The truth was that I loved every minute I spent in those two computer science courses. The work didn't feel like work. It didn't feel like I had to put in double the hours just to keep up. After months of deliberation, I realized something important—
Your ability to succeed in any given venture is not solely determined by discipline. Passion — the feeling you get when your heart reminds you that you can't figure it all out with your head — plays a larger role in your willingness to be dedicated, and thus your likelihood to succeed, than common advice tells you it does.
I realized I had been pretending to be someone else for someone else. I still remember where I was and how I felt when I called my dad and told him I had made up my mind.
“As long as it's done in 4 years — that was the deal.”
I booked a meeting with the chair of the computer science department and we spent over an hour determining what my schedule would need to look like moving forward for that to even be a possibility. And — by luck or will or maybe according to a plan the universe already had — it was possible.
I still remember how excited I was to hear it — how freeing it felt to no longer have to play catch up in a game I wasn't even sure I cared to win.
So, the questions I pose to you:
Are you being honest with yourself?
Are you trying to make something you don't care about work for the sake of someone else?

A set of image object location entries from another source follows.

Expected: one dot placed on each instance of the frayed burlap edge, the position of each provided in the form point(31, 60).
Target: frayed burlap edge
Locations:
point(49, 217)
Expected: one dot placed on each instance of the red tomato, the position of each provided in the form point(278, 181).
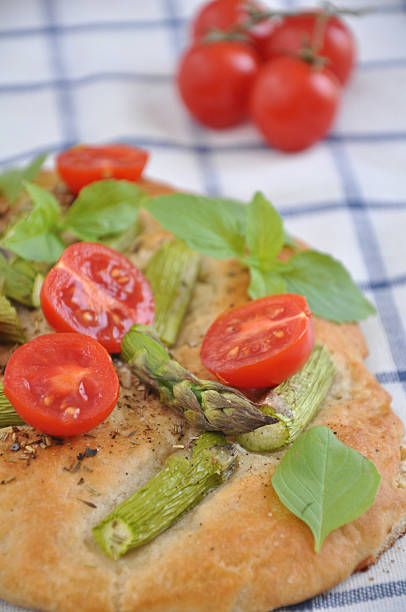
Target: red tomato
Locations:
point(215, 80)
point(84, 164)
point(261, 343)
point(338, 46)
point(62, 384)
point(96, 291)
point(224, 14)
point(294, 104)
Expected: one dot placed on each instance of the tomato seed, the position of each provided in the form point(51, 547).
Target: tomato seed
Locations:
point(72, 410)
point(123, 279)
point(278, 333)
point(233, 352)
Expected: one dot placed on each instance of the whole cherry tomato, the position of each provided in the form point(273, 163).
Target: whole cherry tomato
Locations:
point(338, 43)
point(62, 384)
point(224, 14)
point(84, 164)
point(261, 343)
point(96, 291)
point(293, 103)
point(215, 81)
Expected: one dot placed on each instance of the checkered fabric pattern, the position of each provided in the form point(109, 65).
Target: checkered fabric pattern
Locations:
point(102, 71)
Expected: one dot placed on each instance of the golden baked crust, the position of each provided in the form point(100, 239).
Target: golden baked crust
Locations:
point(240, 549)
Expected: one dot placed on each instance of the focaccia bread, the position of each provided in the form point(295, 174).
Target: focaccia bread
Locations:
point(239, 549)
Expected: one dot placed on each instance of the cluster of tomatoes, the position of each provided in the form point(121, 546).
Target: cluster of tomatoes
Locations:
point(285, 72)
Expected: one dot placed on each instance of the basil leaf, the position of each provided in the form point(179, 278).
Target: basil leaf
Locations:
point(324, 482)
point(103, 208)
point(264, 233)
point(33, 237)
point(211, 226)
point(327, 286)
point(265, 283)
point(12, 181)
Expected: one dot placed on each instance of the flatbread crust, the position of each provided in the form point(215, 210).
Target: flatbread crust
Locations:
point(240, 549)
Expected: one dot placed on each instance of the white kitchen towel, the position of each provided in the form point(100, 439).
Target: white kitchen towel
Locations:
point(101, 71)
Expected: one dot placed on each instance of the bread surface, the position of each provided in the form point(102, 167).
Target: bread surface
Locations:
point(240, 549)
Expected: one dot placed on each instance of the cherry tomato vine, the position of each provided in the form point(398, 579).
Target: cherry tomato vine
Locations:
point(284, 69)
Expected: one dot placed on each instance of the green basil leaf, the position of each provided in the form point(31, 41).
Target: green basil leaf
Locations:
point(265, 283)
point(327, 286)
point(103, 208)
point(211, 226)
point(324, 482)
point(34, 237)
point(12, 181)
point(264, 233)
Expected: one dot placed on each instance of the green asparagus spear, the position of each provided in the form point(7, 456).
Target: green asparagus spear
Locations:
point(182, 483)
point(22, 281)
point(204, 403)
point(295, 402)
point(8, 415)
point(172, 273)
point(213, 406)
point(124, 240)
point(10, 326)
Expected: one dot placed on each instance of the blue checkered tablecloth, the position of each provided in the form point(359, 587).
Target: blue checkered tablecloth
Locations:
point(100, 71)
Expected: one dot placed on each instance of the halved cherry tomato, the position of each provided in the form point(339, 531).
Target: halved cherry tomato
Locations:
point(224, 14)
point(96, 291)
point(84, 164)
point(215, 81)
point(261, 343)
point(62, 384)
point(338, 44)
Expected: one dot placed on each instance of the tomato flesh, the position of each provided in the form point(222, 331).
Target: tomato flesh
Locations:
point(261, 343)
point(294, 104)
point(96, 291)
point(62, 384)
point(85, 164)
point(215, 80)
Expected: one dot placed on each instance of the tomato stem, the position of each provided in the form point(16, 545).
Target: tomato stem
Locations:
point(10, 326)
point(8, 416)
point(240, 30)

If so, you're playing a losing game. To accomplish things you can be proud of is not simply a matter of focusing more and working harder. It's important to remember two things:
The things you are most passionate about are also likely to be the things you are the best at.
Just because something is difficult to achieve does not mean that it's worthwhile for you to achieve it.
It's possible that the opportunities best suited for you are hidden behind lies you're telling yourself for the sake of others. You're asking questions you already know the answer to. Stop second guessing yourself. Deep down, you already know what it is you're truly meant to pursue.